Avaliação in vitro da atividade anti-helmíntica das sementes de Piper cubeba e lignanas isoladas contra nematoides gastrintestinais de ovinos

Matheus Sousa de Paula Carlis1, Aline Féboli2, Suelen Caroline da Silva Soares3, Robson Dourado4, Lucas Samuel Nunes Texeira5, Antonio Carlos de Laurentiz6, Rosangela da Silva de Laurentiz7
1 - FEIS-UNESP
2 - FEIS-UNESP
3 - FEIS-UNESP
4 - Fundação Educacional de Andradina
5 - FEIS-UNESP
6 - FEIS-UNESP
7 - FEIS-UNESP
8 - FEIS-UNESP

RESUMO -

Um dos maiores problemas da ovinocultura é a infecção do rebanho por parasitas gastrointestinais cujo controle é realizado por drogas sintéticas, mas o uso indiscriminado tem selecionado parasitas resistentes levando à ineficácia no controle.

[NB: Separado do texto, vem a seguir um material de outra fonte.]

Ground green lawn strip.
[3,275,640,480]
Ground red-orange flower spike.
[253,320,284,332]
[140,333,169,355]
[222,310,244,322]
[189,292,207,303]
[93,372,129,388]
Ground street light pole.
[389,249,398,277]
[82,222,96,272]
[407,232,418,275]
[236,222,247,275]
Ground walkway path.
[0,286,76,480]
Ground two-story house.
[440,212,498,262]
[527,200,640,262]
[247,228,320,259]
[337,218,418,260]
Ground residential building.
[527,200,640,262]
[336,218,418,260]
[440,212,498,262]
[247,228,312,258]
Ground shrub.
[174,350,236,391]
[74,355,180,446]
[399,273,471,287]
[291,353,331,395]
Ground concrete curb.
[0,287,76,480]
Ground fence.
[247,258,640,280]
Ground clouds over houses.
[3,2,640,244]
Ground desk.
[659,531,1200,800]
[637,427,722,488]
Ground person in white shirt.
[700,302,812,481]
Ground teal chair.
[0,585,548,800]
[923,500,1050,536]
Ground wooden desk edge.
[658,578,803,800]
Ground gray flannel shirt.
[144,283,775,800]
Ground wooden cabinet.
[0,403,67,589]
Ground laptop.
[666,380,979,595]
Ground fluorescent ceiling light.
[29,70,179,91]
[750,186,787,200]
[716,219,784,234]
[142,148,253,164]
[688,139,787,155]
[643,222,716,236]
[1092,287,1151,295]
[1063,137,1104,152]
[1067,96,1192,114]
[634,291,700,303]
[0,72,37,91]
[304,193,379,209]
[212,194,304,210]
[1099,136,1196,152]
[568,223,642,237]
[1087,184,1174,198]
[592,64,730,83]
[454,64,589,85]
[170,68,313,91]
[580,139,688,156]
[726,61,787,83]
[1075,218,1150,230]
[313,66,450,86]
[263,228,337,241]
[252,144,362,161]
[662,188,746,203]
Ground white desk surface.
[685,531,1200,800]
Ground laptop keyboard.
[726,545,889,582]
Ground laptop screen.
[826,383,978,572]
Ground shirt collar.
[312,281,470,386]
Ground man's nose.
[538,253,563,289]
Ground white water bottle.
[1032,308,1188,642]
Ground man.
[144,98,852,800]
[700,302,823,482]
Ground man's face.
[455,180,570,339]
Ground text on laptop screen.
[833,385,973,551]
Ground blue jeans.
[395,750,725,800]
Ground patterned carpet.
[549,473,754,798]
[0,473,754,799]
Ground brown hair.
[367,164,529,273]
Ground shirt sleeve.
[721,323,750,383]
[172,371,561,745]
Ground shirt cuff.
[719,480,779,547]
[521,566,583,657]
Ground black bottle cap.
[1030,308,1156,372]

Portanto, novas alternativas para o controle da parasitose estão sendo estudadas como o uso de plantas com propriedades anti-helmínticas. Neste sentido, o objetivo do trabalho foi avaliar a atividade anti-helmíntica das sementes de Piper cubeba e lignanas isoladas (cubebina, diidrocubebina e hinoquinina) por ensaios in vitro de eclodibilidade, desenvolvimento e migração larval. Os resultados mostraram que o extrato das sementes e os compostos isolados possuem ação ovicida e larvicida. A atividade apresentada pelo extrato pode estar relacionada ao sinergismo entre essas lignanas que são alguns dos seus principais fitoconstituintes. Estes resultados fornecem suporte para a realização de ensaios in vivo.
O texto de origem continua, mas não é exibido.